I’ll leave you with a video that I find very useful and that is a call to action for those of you who seek/need/want to be active around this video and it’s imagery and how you interpret what is presented by freedomreeves:

What do you think? What is spectacular sex? What are your responses/reactions to Kiely’s video? All this talk about obesity and dieting, is it time for what Elizabeth Thoman calls a “media diet”?


  1. I have about a thousand comments on this mujer. I actually showed the video to some of my students and la Mapu and was surprised not by their reaction but the conversations about sexuality that it brought out in terms of what is "spectacular" about sex and how young woman of color are given such limiting messages about what their choices are in terms claiming a positive sexuality. I'm gonna write about it over on my personal blog so I don't clog up your shit. :)
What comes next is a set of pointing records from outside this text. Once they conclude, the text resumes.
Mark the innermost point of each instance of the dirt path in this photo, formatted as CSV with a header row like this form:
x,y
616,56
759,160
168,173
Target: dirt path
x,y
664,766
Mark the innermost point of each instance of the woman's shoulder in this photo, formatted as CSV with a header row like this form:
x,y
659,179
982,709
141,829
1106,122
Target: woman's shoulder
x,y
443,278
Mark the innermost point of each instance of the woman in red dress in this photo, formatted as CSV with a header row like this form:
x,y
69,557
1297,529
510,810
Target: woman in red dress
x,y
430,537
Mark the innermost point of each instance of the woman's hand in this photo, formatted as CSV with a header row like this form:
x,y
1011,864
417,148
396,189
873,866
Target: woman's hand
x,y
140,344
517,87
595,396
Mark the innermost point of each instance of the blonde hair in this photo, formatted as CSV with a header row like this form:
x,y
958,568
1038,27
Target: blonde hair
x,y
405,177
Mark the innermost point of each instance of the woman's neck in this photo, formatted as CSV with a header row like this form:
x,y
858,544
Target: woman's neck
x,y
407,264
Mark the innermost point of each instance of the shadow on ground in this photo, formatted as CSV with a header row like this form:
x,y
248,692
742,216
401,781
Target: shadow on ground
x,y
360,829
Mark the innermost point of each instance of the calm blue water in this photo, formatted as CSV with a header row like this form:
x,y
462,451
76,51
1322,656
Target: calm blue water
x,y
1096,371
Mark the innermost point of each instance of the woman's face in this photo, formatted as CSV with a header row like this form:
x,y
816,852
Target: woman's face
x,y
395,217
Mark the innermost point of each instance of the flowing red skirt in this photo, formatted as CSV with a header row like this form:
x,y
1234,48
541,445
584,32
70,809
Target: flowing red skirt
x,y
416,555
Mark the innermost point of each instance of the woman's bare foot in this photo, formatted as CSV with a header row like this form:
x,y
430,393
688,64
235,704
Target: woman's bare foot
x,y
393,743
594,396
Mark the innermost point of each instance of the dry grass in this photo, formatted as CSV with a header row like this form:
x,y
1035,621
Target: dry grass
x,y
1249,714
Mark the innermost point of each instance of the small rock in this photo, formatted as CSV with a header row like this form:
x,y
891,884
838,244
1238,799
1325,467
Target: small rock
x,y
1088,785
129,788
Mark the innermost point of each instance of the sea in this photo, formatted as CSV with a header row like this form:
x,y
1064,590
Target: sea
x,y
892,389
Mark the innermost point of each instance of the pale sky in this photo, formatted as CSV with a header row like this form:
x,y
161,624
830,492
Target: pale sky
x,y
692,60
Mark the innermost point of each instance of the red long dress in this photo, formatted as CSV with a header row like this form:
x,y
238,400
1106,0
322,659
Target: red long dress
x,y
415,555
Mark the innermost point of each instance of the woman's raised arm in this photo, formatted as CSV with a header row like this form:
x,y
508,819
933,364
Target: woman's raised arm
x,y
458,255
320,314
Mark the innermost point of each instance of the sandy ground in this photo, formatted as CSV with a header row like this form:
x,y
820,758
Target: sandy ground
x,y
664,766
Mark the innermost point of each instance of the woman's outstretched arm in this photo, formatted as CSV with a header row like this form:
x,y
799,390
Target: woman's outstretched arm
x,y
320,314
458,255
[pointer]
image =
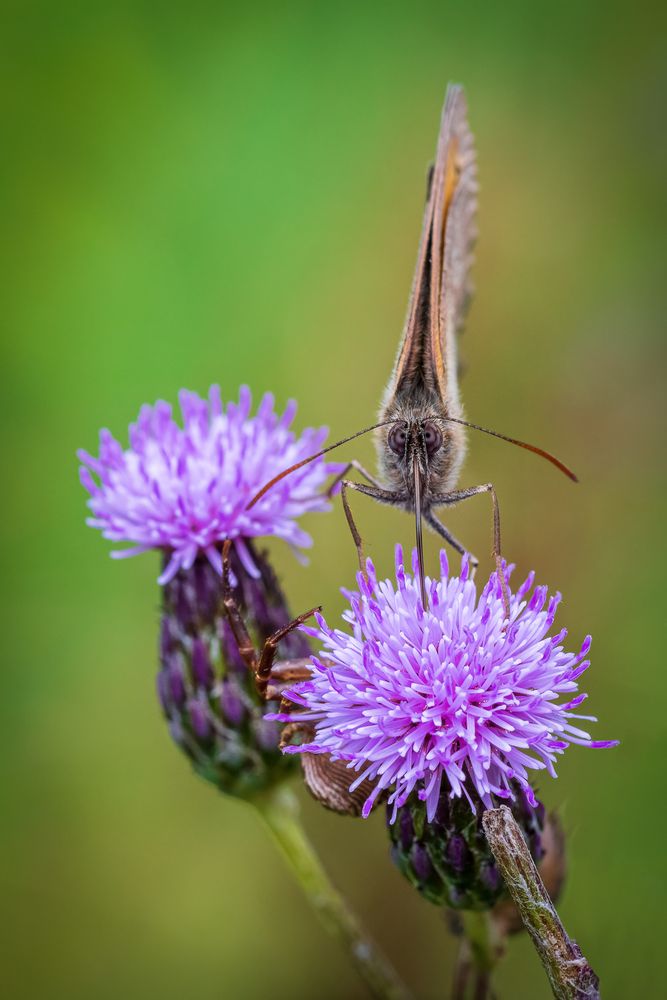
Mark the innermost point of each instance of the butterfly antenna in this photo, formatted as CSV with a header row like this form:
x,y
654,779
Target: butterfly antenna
x,y
311,458
520,444
418,528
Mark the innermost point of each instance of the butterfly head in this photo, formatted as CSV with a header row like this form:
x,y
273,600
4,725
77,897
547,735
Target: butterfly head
x,y
424,444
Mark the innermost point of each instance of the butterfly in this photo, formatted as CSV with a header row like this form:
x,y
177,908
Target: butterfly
x,y
420,436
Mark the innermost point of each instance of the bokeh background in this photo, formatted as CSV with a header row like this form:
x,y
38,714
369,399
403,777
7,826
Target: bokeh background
x,y
205,191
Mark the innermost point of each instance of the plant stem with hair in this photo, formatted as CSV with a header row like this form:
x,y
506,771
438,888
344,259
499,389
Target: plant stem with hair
x,y
570,975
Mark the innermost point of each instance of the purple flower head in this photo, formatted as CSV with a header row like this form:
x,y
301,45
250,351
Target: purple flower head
x,y
453,694
185,489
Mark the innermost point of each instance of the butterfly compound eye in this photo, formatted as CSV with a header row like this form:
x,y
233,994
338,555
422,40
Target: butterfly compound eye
x,y
397,438
432,438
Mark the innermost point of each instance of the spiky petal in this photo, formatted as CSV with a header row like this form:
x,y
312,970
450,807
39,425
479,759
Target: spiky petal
x,y
451,697
185,489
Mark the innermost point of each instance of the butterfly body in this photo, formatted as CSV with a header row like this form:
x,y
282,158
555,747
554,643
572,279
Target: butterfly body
x,y
420,437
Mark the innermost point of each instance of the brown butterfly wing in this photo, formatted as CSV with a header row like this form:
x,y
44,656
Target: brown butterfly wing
x,y
427,358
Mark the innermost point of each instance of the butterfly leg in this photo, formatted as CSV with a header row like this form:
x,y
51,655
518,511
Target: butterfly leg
x,y
456,496
245,645
260,665
358,467
441,530
382,496
265,665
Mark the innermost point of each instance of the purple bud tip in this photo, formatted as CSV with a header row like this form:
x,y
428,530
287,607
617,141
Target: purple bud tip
x,y
201,664
201,726
176,683
231,704
457,852
421,863
406,829
163,690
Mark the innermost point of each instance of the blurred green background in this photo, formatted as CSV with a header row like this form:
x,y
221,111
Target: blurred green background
x,y
209,192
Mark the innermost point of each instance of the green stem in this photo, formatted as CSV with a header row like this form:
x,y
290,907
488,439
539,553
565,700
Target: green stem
x,y
279,810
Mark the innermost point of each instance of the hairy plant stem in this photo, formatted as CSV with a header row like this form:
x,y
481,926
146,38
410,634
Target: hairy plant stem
x,y
280,812
569,973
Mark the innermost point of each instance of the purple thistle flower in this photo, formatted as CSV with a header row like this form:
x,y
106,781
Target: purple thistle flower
x,y
185,489
454,696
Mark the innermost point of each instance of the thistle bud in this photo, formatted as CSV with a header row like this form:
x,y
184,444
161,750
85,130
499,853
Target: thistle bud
x,y
184,490
208,694
448,859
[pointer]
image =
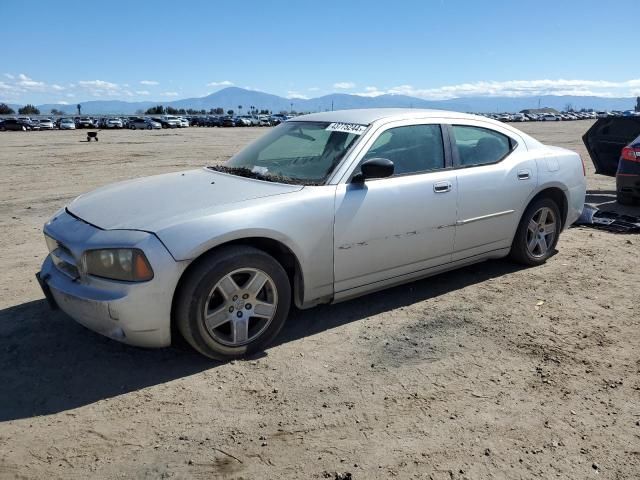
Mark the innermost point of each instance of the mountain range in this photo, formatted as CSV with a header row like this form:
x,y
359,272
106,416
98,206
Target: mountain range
x,y
229,99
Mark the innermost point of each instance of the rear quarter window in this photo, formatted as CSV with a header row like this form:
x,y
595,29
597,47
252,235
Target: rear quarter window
x,y
480,146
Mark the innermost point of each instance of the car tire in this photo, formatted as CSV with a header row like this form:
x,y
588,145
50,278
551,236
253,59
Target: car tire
x,y
236,326
537,234
624,199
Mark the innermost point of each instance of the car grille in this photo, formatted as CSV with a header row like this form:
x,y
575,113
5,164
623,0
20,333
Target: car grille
x,y
62,258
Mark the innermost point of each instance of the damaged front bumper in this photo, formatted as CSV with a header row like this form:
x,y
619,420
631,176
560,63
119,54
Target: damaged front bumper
x,y
133,313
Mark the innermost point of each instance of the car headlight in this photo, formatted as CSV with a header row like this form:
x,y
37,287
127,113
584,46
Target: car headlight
x,y
126,264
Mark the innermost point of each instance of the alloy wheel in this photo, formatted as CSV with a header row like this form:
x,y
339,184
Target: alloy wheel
x,y
541,232
240,307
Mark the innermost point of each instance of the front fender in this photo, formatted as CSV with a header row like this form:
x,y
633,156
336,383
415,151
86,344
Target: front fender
x,y
302,221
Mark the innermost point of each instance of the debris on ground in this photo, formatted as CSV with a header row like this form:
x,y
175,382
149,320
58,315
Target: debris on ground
x,y
610,221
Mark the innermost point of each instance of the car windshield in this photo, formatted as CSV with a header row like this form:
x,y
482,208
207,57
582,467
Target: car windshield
x,y
295,152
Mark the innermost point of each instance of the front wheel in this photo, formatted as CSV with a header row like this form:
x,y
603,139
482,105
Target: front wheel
x,y
537,233
233,302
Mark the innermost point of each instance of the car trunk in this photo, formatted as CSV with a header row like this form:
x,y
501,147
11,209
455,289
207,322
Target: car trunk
x,y
605,140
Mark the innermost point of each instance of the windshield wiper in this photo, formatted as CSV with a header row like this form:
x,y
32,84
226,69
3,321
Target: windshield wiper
x,y
248,173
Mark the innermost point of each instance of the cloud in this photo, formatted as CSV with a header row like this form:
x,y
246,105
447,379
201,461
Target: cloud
x,y
298,95
29,83
224,83
101,84
513,88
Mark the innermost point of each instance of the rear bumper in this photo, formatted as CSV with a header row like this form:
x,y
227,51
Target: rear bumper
x,y
628,184
133,313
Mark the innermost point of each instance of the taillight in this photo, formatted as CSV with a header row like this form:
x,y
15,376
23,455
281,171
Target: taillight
x,y
631,154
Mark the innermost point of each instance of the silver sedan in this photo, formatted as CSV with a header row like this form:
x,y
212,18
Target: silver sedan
x,y
323,208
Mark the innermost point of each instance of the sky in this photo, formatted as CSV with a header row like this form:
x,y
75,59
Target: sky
x,y
71,51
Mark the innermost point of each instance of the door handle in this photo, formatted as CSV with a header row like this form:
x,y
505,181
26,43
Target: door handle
x,y
524,174
442,187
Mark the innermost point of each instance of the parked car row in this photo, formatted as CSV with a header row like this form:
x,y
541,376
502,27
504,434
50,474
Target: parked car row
x,y
540,117
237,121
  2. what is up with her video response?

    in response to that it's not promoting date rape she says - "it's just not" - what kind of response is that? I mean I know there is a lot more to the subject of alcohol and consent. But when a POC points out that something is racist, for example, can the creator just say "it's not racist, it's just not?" and expect to be off the hook? I mean even if there's more to it, they can't expect to give a response like that and have it be accepted.

    And If it's not her idea of a perfect Saturday Night how would we know that? Meanwhile the video, if it has any perspective, is glamorizing all of that behavior, so it's giving a judgement in the other way. You mentioned how some people commented that she had control when to leave in the video. Well how much control did Kiely have over the song and video she chose to make? From her video response it seems like she loves and revels in the attention and doesn't really care about the message. She said "maybe it's something we need to talk about" but trite reponses like "it's not promoting date rape, it just not" isn't really a conversation.